Beginnings in Berlin

By Elmar Juchem June 7, 2023


Kurt Weill © Getty Images / Foto: Bettmann

In her opening season, Joana Mallwitz and the Konzerthausorchester focus on works by Kurt Weill: at the beginning the first, later the second symphony and his well-known masterpiece "The Seven Deadly Sins". Read an overview by Weill expert Elmar Juchem on what connected the composer and the capital.

Berlin? “That’s no cosy little spot; that’s quite a city!” is a laconic line of text from Kurt Weill’s “Berlin im Licht”. He composed the song in 1928 as a little homage to the city he loved so much, his home for ten years. As a casual foxtrot, the song truly represents the Berlin of the “Roaring Twenties”, and no longer has much in common with the cosy hum-ta-ta of Paul Lincke’s operetta march “Berliner Luft” (The Air in Berlin). Weill, a high school graduate, was still becoming acquainted with the old Berlin when he was accepted into Engelbert Humperdinck’s composition class at the Royal Music Institute in the spring of 1918. He experienced street fights on Schloßplatz and the collapse of the monarchy first-hand in the capital.

Berlin? “That’s no cosy little spot; that’s quite a city!”
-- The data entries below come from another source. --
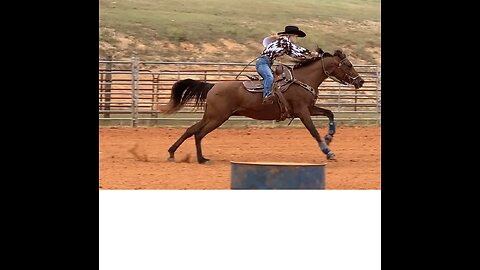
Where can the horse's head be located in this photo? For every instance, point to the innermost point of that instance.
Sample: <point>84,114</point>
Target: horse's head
<point>341,69</point>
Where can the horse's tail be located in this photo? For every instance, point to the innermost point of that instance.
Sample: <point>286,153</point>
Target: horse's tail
<point>185,90</point>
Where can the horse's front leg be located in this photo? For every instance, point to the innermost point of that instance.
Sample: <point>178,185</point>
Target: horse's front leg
<point>314,111</point>
<point>307,121</point>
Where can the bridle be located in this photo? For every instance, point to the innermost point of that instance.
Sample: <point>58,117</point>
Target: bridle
<point>350,78</point>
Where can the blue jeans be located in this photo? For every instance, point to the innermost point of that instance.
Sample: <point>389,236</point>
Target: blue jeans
<point>263,66</point>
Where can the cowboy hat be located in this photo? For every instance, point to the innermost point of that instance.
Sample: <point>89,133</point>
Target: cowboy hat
<point>292,30</point>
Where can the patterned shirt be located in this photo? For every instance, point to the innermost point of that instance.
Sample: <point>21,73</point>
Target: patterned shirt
<point>282,46</point>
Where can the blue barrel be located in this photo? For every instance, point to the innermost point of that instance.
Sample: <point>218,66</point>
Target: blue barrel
<point>271,175</point>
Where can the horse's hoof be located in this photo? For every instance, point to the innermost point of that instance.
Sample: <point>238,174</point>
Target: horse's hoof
<point>204,161</point>
<point>328,139</point>
<point>331,156</point>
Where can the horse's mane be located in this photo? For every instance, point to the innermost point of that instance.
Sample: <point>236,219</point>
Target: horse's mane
<point>306,62</point>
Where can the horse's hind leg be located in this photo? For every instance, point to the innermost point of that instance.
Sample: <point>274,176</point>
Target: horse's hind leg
<point>331,125</point>
<point>209,126</point>
<point>307,121</point>
<point>188,133</point>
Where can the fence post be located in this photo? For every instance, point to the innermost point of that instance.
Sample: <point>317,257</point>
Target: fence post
<point>134,90</point>
<point>108,86</point>
<point>379,98</point>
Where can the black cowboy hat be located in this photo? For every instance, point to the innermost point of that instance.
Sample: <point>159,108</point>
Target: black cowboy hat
<point>292,30</point>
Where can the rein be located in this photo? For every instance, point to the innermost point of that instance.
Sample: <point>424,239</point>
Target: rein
<point>333,77</point>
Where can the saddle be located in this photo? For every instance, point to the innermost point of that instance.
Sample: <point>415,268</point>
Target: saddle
<point>282,79</point>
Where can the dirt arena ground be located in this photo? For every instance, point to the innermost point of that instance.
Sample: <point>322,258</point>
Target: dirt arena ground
<point>136,158</point>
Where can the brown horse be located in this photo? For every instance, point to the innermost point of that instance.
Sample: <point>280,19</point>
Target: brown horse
<point>225,99</point>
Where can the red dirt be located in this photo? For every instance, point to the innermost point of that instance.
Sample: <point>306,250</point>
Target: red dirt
<point>136,158</point>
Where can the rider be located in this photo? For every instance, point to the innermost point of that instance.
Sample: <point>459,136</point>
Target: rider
<point>284,44</point>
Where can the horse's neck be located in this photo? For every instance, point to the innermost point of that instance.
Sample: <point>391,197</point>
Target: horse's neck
<point>312,74</point>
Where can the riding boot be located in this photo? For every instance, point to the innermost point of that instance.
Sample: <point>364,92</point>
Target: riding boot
<point>268,99</point>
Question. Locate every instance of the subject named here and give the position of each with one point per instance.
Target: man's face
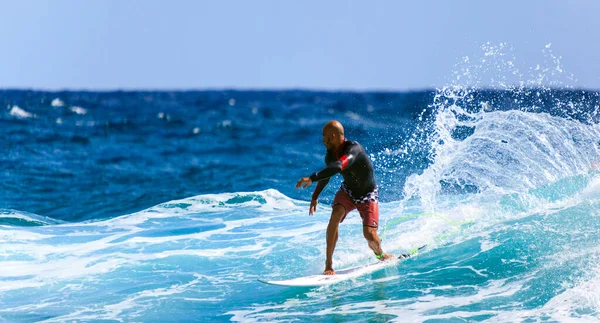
(328, 139)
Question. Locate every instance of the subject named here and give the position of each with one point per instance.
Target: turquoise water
(168, 206)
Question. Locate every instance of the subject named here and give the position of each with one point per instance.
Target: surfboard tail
(411, 253)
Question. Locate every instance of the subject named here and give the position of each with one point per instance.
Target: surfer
(358, 190)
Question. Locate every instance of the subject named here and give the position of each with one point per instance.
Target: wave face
(168, 206)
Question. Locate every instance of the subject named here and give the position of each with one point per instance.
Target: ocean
(167, 206)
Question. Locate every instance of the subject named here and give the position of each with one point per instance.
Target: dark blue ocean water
(169, 206)
(97, 155)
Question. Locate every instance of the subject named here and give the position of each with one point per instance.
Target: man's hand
(313, 206)
(304, 182)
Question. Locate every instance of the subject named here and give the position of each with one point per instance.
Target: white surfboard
(340, 275)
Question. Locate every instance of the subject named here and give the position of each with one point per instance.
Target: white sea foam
(57, 103)
(79, 110)
(20, 113)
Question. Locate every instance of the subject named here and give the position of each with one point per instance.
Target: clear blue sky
(354, 45)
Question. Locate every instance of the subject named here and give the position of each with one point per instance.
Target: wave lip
(10, 217)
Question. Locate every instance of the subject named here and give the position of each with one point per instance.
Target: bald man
(358, 190)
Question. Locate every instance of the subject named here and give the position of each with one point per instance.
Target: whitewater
(169, 206)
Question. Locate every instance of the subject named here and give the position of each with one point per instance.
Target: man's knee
(337, 214)
(370, 233)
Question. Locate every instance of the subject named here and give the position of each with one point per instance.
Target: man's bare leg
(332, 234)
(374, 242)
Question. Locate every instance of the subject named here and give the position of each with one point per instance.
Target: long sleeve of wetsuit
(320, 186)
(337, 166)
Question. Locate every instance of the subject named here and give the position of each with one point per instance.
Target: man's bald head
(334, 126)
(333, 135)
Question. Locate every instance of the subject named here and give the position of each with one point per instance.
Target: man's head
(333, 135)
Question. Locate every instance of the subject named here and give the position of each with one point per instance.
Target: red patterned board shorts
(369, 211)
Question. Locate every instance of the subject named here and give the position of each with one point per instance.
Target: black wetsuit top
(352, 162)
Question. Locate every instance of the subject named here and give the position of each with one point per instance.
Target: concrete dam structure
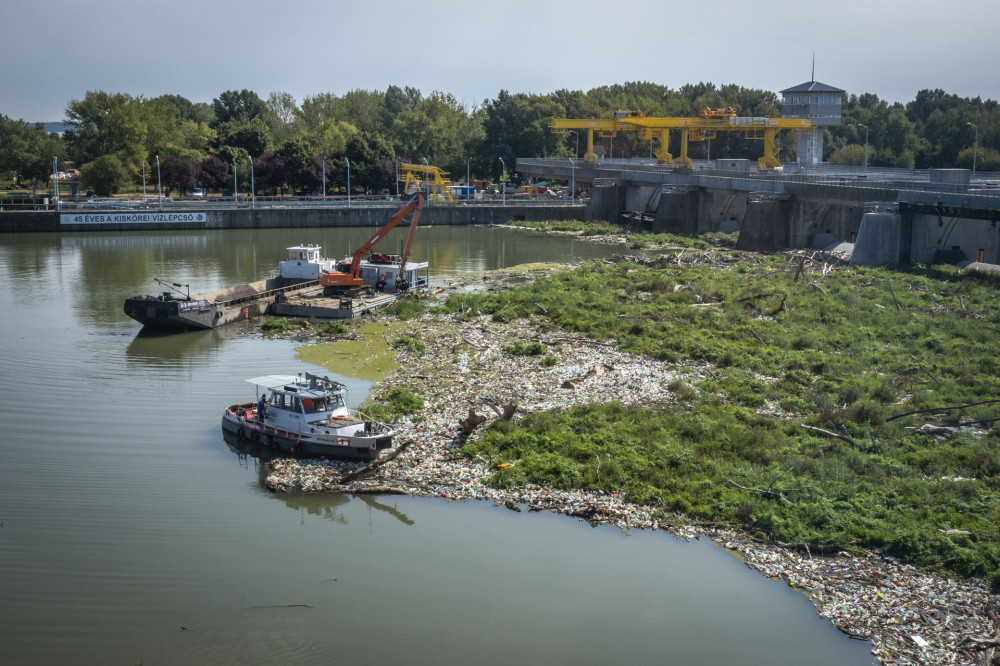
(890, 216)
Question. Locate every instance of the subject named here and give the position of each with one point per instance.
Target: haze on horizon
(55, 53)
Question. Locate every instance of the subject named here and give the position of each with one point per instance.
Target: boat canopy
(274, 382)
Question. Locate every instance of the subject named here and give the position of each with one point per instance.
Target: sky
(54, 51)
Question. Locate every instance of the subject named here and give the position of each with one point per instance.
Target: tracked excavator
(347, 280)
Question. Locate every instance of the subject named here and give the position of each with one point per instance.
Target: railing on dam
(138, 203)
(705, 173)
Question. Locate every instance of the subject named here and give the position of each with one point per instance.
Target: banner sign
(130, 218)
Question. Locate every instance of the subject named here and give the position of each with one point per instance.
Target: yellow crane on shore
(701, 128)
(433, 180)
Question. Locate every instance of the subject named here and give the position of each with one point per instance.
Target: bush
(410, 343)
(333, 328)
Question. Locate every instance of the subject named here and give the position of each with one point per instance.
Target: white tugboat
(307, 416)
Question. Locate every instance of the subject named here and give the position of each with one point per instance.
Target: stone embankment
(908, 616)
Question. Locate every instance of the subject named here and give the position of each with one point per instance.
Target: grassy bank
(637, 236)
(807, 428)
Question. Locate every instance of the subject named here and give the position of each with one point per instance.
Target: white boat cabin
(385, 268)
(304, 263)
(292, 403)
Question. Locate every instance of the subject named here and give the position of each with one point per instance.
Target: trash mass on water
(909, 616)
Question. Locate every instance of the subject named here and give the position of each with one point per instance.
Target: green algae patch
(370, 357)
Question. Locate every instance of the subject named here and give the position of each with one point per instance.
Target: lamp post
(866, 145)
(572, 187)
(975, 148)
(348, 182)
(427, 176)
(253, 189)
(55, 181)
(503, 181)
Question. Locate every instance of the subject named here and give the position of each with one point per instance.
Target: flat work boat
(176, 310)
(308, 417)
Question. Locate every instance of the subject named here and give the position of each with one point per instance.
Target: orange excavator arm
(415, 206)
(351, 277)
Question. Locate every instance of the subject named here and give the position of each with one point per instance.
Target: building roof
(811, 86)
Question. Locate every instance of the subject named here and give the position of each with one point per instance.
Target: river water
(130, 530)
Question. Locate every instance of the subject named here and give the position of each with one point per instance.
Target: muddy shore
(908, 616)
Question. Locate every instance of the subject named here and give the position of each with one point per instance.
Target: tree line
(115, 138)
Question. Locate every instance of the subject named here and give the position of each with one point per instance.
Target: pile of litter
(909, 616)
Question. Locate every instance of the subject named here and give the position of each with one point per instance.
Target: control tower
(819, 103)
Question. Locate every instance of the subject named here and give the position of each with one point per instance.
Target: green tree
(517, 125)
(851, 155)
(106, 124)
(26, 152)
(236, 106)
(296, 155)
(282, 109)
(251, 135)
(105, 175)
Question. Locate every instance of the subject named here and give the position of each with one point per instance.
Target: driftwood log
(370, 469)
(474, 420)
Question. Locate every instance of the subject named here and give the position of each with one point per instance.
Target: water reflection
(255, 457)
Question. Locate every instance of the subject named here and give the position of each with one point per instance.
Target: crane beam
(700, 128)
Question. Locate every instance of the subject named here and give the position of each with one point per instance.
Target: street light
(975, 148)
(503, 181)
(427, 176)
(572, 187)
(253, 189)
(55, 180)
(866, 145)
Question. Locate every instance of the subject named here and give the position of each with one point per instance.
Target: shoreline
(908, 616)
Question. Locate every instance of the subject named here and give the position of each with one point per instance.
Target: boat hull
(213, 308)
(341, 446)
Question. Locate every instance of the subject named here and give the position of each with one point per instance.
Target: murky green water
(130, 530)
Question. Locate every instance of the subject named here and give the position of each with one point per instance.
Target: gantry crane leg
(590, 156)
(663, 152)
(683, 160)
(770, 158)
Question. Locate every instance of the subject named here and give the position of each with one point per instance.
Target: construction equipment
(347, 280)
(433, 180)
(704, 126)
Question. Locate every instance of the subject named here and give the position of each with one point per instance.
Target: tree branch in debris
(942, 409)
(773, 494)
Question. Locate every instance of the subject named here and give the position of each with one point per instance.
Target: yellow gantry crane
(433, 180)
(701, 128)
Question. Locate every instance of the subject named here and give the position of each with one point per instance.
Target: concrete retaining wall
(265, 218)
(879, 240)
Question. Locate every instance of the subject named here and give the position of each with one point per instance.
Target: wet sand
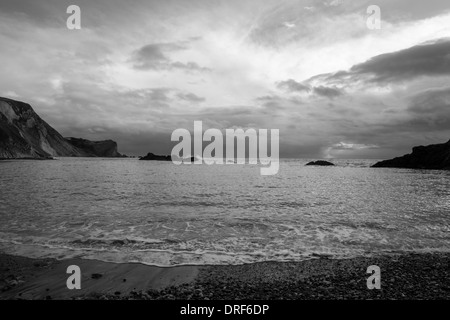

Following the proclamation of the German Republic, Kurt Weill threw himself into the exuberant cultural life of the city – hardly an evening went by without him visiting a concert, theatre or cinema. He joined the Berlin Novembergruppe, a group of young artists seeking new paths for the arts in the spirit of the November Revolution. When Ferruccio Busoni took over the master class for composition at the Prussian Academy of Arts in late 1920, Weill became his first student. Almost simultaneously, he began composing his first symphony, blending motifs from a likely mere outline of incidental music for Johannes R. Becher’s revolutionary drama “Workers, Peasants and Soldiers: The Awakening of a People to God”.

Image files provided by the Weill-Lenya Research Center, Kurt Weill Foundation for Music, New York

The composer quickly connected with fresh audiences through his inaugural theatrical composition; the children’s pantomime “Die Zaubernacht” (The Magic Night) ran half a dozen times at the Theater am Kurfürstendamm in late 1922. When the radio station Funk-Stunde Berlin started broadcasting in early 1924, Weill recognised the enormous potential of the new medium. For several years, he pursued a career as a journalist for a radio magazine while composing complementary pieces. While his true domain was musical theatre, he also made a significant impact in the classical concert industry. The Berlin Philharmonic performed his Divertimento, Op. 5 in 1923, a song cycle for orchestra “Stundenbuch”, Op. 13/14 in 1925 and his Concerto for Violin, Op. 12 in 1928. In 1926, Weill married the actress Lotte Lenya – a tumultuous relationship that began in 1924 and, despite several separations, endured until Weill’s death in 1950.

“Oh, the shark has pretty teeth, dear…” (Bertolt Brecht, The Threepenny Opera)

The 1927 performance of his one-act opera “Royal Palace” at the Berlin State Opera under Erich Kleiber was a high point for Kurt Weill. The grand tango finale of the opera, which he called a “tragic revue”, met with resistance in conservative circles due to its pop elements. Bertolt Brecht, who may have attended a performance at the behest of his mentor Herbert Ihering, must have had quite a different reaction to it. Supported by Brecht’s collaborator Elisabeth Hauptmann, the young playwright and the composer began their legendary collaboration, producing a real “Berlin sound”. “The Threepenny Opera” (1928) would run hundreds of times at the Theater am Schiffbauerdamm, and thousands of times throughout Europe until 1933.

“Don’t be misled. There is no return. Day stands in front of the doors, and already you can feel the night wind. No other morning will come.” (Bertolt Brecht, Rise and Fall of the City of Mahagonny)

However, Weill and Brecht incurred the wrath of their critics with the radio cantata “Berlin Requiem”, a scathing critique directed towards Prussian militarism. Local censorship prevented it being broadcasted in Berlin. The ascent of the National Socialists further compounded their challenges, even within the liberal confines of Berlin. No public opera house dared to perform “Rise and Fall of the City of Mahagonny”. Weill sought out opportunities abroad. In autumn 1932, he received a commission from Paris to compose an orchestral piece that would be his second symphony.

With a completed sketch of the first movement in his luggage, Weill fled Berlin in March 1933, never to come back. But his music returned to the city. And has stayed there.